Most women in prison did not commit violent crimes to get there, but rather nonviolent offenses involving drugs, sex work and property crimes, such as shoplifting and fraud. Many reasons why women are locked up are directly connected to issues of mental health, poverty and addiction, Benedict said. Incarcerated women report high rates of mental illness and drug use.

“The behaviors that get them into the system tend to be geared towards survival,” she said.

For women with a history of abuse, incarceration can further victimize them, said Brenda Smith, a law professor at American University. Young women are extra vulnerable to sexual abuse by prison staff, she added.

Criminal justice reform advocates who are buoyed by the decision to free Brown are still hard at work for other women sharing her plight. In New York, advocates are pressing Gov. Andrew Cuomo (D) to use his clemency power to free women who are currently incarcerated for crimes related to their abuse.

“For every win where there is a collective sigh of relief, I’m still holding my breath for the women who have not received that same type of freedom from oppression,” Benedict said. “There are thousands and thousands of women alongside Cyntoia who are suffering right now unnecessarily.”
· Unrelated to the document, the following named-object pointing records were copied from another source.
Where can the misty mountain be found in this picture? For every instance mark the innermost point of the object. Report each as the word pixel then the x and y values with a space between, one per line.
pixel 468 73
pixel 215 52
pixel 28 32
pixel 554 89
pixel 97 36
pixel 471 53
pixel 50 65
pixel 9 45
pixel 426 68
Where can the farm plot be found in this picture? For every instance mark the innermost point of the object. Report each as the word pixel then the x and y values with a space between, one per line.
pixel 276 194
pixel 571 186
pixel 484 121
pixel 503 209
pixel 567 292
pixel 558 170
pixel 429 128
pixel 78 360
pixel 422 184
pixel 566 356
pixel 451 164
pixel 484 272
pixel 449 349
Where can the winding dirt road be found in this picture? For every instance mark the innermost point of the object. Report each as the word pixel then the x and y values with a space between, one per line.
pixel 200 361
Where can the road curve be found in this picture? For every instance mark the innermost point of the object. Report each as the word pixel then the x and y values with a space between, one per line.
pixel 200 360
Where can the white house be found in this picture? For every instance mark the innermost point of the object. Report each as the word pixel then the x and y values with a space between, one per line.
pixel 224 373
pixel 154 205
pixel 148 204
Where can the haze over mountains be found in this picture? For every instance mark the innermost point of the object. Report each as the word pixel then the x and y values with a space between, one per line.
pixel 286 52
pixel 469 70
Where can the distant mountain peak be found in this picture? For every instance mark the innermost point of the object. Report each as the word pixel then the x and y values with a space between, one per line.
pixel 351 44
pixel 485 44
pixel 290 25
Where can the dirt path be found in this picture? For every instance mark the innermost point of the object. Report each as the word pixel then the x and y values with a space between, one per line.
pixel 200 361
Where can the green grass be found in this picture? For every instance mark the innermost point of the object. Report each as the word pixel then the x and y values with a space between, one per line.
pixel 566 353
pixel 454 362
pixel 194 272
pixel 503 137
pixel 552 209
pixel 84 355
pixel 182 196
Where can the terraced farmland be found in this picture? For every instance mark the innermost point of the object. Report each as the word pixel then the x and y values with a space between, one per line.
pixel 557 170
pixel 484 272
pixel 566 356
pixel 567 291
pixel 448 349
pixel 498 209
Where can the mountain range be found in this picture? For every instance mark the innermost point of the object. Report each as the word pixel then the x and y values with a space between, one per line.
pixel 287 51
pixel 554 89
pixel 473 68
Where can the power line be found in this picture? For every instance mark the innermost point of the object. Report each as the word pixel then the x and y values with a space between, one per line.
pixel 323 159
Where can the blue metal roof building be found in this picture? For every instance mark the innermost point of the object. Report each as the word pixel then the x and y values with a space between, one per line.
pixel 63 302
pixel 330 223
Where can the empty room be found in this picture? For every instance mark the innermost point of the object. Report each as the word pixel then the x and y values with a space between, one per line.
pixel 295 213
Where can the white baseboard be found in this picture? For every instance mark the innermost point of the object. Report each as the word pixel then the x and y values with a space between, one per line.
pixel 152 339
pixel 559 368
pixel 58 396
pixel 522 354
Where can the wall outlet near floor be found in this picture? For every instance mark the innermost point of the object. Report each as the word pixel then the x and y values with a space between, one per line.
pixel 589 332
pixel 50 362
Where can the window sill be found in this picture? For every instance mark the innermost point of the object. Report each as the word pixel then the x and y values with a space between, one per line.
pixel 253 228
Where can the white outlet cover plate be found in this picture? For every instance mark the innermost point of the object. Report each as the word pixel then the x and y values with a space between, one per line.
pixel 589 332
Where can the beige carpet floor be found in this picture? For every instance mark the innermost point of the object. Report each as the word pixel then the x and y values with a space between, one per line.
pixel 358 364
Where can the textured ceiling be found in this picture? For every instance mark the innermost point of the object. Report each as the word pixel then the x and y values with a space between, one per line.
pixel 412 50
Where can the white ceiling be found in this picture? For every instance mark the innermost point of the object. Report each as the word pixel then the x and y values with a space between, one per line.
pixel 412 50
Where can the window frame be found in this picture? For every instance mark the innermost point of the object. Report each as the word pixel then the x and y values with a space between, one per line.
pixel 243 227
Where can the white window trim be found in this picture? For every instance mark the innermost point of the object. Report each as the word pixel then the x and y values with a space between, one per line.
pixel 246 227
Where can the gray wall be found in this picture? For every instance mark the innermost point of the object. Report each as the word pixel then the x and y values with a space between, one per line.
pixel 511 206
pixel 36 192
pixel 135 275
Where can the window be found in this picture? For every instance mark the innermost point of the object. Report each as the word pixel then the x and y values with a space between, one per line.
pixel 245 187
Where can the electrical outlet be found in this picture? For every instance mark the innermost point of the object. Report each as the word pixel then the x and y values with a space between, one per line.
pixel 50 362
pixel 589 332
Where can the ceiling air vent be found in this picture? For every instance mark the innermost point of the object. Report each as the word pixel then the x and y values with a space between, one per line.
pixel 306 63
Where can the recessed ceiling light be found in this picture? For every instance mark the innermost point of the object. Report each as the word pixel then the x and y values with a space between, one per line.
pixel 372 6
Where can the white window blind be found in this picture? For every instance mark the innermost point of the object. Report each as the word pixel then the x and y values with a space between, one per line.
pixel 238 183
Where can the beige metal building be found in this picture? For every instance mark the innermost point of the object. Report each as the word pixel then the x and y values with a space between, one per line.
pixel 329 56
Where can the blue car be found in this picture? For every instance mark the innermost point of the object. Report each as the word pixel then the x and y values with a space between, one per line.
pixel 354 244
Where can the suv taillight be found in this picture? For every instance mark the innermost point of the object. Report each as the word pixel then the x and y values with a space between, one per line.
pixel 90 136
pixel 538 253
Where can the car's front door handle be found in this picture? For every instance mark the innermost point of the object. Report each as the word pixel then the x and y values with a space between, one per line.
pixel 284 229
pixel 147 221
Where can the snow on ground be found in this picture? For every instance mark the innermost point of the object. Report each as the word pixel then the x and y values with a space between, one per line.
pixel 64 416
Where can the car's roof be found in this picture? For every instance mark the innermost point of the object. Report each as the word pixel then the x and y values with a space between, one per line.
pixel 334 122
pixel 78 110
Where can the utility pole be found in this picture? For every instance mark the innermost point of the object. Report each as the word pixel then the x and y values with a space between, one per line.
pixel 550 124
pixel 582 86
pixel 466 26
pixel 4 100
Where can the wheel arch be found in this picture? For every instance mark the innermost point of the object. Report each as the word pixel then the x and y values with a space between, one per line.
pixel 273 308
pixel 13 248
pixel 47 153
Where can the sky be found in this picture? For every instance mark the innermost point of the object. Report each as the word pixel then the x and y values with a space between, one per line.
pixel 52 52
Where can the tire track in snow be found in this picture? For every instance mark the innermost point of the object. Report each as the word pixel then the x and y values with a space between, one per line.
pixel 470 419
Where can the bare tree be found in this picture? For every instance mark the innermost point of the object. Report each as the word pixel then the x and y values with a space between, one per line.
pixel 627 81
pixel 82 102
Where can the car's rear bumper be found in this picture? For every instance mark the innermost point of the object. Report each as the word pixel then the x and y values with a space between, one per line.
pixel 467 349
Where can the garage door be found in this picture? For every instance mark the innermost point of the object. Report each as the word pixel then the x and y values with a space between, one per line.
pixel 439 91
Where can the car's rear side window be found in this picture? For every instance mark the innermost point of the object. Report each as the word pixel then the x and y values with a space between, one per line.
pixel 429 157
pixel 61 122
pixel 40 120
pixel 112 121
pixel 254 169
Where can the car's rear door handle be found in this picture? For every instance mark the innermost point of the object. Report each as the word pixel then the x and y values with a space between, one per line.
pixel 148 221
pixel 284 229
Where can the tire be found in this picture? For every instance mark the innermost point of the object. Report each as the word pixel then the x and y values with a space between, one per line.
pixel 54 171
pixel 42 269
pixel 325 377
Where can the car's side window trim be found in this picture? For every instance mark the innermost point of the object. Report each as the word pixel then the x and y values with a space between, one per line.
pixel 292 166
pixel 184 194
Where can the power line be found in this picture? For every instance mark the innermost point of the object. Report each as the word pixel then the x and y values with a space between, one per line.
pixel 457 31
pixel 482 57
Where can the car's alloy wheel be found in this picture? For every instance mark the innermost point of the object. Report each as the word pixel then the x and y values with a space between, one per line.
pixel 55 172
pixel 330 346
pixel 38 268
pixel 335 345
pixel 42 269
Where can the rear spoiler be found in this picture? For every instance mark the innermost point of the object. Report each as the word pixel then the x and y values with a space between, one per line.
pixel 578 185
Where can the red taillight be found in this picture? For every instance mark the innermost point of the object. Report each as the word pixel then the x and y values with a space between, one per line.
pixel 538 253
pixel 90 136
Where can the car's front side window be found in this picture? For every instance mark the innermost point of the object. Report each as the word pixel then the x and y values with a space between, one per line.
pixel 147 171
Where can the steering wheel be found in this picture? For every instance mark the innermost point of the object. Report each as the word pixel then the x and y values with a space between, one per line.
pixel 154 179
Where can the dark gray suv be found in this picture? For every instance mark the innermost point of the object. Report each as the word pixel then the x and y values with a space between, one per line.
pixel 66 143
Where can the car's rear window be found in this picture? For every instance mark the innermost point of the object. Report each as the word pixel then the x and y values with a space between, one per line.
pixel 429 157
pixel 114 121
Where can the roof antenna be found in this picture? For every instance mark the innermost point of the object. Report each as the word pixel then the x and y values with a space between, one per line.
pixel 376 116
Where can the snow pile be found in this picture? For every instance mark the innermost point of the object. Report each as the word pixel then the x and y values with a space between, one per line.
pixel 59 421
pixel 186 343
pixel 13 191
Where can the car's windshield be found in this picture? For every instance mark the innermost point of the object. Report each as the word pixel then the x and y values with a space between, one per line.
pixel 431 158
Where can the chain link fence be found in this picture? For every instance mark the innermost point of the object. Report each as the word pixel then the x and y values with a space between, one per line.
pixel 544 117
Brown was born to a teenage mother who struggled with drug and alcohol use. As a young child, she was adopted, but later ran away. At 16, she was living with a man who went by the name “Cut Throat,” who she said was sexually and physically abusive to her and forced her into prostitution. He told her “some people were born whores, and that I was one,” she later testified.

On Aug. 7, 2004, Johnny Allen, a real estate agent, solicited Brown for sex. He took her to his house, she said, and showed her some of the guns he owned. He started acting strangely and violently grabbed her, she added. Scared for her life, she later told the court, she took a gun out of her purse that Cut Throat had given her for protection and shot him.

Her case has some similarities to that of Bresha Meadows, a young girl in Ohio who fatally shot her father, who she said was abusive. She was charged with murder, and if tried as an adult, could have faced life in prison. After advocates organized around her case, she was offered a plea deal to avoid more time behind bars. She is now at home, free.

It is impossible to know for sure how many girls and women are incarcerated for acts they took to protect themselves from sexual or physical abuse, said Sue Osthoff, director of the National Clearinghouse for the Defense of Battered Women, which is a resource center for abused women who are charged with crimes related to their victimization.

“Do I think there are a lot of them? Yes,” she said. “Do I know how many? No. The data is just not kept.”

Piper Kerman, the author of “Orange is the New Black,” which later became a hit show on Netflix, said that she was thrilled to hear that Brown was granted clemency.

“Women suffer in hierarchical, patriarchal systems and this is nowhere more obvious than in prisons,” she said. “The #metoo movement reveals just how widespread sexual abuse and assault really are; the circumstances of girls and women in the criminal punishment system put this into stark relief.”

Kerman said she believed there were thousands more women and girls like Brown in American prisons and jails.

“They need to see freedom too,” she said.